Rache für Mietprozess - Geständnis
Dreifachmord von Overath ist aufgeklärt

Ein 45 Jahre alter Ex-Söldner aus der rechten Szene soll nach Aussage seiner Freundin den Anwalt, seine Frau und deren älteste Tochter aus Rache für eingetriebene Mietrückstände erschossen haben. Das teilten Staatsanwaltschaft und Polizei am Mittwoch in Köln mit.

HB KÖLN/OVERATH. Der Beschuldigte verweigerte die Aussage, seine 19 Jahre alte Freundin legte aber ein umfassendes Geständnis ab.
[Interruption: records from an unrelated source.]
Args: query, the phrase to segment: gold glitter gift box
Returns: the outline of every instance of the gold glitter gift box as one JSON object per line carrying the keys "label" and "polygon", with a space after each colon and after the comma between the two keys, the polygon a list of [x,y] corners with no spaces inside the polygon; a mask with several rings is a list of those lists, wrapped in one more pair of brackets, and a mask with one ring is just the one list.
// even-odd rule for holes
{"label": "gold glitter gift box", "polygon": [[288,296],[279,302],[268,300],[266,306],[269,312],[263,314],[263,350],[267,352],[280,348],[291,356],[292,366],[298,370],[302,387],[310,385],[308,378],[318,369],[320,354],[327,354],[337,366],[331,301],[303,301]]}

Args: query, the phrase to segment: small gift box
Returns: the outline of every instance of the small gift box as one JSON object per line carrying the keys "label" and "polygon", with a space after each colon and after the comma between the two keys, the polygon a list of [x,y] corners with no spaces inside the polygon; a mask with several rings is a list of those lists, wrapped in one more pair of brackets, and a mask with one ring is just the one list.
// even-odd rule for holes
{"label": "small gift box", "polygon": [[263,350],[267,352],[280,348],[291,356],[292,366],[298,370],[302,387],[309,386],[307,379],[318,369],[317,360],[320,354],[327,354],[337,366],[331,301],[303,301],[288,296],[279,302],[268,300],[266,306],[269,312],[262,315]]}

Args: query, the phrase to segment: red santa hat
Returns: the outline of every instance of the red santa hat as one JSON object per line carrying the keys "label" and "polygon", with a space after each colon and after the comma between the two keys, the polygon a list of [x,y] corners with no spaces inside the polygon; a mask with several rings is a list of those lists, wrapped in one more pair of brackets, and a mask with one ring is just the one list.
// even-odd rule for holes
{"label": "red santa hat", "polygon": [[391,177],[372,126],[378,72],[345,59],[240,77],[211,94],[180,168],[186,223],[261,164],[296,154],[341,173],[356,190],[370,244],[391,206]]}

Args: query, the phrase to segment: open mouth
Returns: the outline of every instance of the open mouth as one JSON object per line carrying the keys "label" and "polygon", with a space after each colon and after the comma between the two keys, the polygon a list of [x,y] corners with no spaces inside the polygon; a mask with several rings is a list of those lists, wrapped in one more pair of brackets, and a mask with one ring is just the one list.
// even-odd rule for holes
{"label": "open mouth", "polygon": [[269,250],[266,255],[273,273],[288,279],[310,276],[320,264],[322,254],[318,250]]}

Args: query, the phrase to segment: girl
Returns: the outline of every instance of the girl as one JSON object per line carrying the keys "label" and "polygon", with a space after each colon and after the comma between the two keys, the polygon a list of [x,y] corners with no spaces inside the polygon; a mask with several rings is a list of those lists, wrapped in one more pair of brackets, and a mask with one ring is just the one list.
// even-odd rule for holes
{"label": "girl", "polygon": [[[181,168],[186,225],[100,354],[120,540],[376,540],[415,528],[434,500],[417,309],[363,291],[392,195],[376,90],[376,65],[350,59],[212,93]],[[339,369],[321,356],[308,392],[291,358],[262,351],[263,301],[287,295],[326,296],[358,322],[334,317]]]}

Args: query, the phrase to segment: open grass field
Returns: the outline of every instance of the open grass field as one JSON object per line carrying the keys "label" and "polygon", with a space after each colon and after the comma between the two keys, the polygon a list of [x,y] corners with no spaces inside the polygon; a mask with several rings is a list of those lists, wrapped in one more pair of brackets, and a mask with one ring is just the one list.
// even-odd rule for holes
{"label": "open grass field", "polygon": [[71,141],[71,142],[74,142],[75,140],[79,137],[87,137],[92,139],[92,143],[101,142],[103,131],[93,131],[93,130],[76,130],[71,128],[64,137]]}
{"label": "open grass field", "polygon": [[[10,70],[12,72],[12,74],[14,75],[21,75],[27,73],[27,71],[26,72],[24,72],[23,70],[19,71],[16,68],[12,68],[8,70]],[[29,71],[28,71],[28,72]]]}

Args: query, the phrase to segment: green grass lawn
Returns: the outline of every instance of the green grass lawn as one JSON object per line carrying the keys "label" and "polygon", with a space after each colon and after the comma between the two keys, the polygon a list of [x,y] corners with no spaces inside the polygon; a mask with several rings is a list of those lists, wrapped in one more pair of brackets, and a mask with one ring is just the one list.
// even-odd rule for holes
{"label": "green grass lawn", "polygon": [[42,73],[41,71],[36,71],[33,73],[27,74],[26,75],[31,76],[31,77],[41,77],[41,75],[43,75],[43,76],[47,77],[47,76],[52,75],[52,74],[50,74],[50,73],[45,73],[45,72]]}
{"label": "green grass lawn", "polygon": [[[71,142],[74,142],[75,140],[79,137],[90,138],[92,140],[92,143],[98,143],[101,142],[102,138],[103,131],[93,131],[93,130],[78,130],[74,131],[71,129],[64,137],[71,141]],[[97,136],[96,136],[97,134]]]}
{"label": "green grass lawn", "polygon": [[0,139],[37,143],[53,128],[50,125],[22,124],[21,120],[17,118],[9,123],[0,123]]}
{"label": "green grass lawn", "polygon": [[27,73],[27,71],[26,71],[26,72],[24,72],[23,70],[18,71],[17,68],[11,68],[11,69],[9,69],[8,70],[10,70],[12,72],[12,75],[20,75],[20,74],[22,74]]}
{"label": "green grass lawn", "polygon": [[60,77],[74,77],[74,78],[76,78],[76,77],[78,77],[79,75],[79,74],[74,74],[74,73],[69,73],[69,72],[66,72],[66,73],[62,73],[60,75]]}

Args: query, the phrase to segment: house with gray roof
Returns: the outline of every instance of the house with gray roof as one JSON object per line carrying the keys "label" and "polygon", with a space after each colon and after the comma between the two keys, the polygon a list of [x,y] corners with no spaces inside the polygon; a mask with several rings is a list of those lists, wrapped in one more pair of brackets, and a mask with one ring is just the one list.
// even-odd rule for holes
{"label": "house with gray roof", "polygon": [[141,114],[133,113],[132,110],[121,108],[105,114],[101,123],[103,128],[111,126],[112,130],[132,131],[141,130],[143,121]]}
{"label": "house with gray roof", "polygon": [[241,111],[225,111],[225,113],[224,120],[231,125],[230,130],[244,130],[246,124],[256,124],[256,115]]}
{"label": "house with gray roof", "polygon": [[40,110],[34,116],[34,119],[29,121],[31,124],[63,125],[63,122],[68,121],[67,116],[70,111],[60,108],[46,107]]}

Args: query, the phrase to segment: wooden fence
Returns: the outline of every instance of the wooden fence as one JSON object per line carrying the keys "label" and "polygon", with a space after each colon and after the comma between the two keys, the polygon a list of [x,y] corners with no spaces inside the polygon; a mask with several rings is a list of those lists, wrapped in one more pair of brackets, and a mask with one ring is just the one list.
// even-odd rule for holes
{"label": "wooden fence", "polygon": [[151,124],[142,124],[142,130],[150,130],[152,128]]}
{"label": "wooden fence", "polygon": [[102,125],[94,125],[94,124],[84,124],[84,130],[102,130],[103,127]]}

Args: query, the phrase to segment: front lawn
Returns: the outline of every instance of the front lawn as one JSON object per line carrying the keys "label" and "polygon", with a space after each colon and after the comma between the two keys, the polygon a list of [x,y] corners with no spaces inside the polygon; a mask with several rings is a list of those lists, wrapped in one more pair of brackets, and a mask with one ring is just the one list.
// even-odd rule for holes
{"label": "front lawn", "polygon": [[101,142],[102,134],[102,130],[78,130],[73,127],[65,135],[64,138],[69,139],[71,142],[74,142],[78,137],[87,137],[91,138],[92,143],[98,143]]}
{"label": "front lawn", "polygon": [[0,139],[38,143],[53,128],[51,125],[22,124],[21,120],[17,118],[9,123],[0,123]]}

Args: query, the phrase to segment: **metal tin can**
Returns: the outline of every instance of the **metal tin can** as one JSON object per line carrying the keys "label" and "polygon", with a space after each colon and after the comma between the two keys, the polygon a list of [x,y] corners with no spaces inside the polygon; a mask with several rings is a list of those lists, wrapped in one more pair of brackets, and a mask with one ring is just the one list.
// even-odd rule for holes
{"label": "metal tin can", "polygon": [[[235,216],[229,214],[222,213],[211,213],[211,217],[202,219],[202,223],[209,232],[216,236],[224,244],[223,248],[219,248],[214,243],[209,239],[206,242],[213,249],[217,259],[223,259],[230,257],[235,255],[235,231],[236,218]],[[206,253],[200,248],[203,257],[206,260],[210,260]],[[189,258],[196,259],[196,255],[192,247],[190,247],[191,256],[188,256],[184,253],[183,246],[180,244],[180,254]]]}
Die Staatsanwaltschaft ging von einem „heimtückischen“ gemeinschaftlichen Mord in drei Fällen aus. Nach Erkenntnissen der Polizei ging es um 10 000 Euro Miete, die der Anwalt im Auftrag eines Mandanten eingeklagt hatte. Nach Aussage der Freundin waren beide am Dienstag vergangener Woche zu der Kanzlei gefahren, wo sie vorgaben, einen Termin mit dem Rechtsanwalt zu haben. In dem Büro habe der Ex-Söldner dann mit den Worten „Sie sehen ja, was das für ein Termin ist“ ein Schrotgewehr aus seiner Sporttasche gezogen und die 53-jährige Ehefrau des Anwalts erschossen.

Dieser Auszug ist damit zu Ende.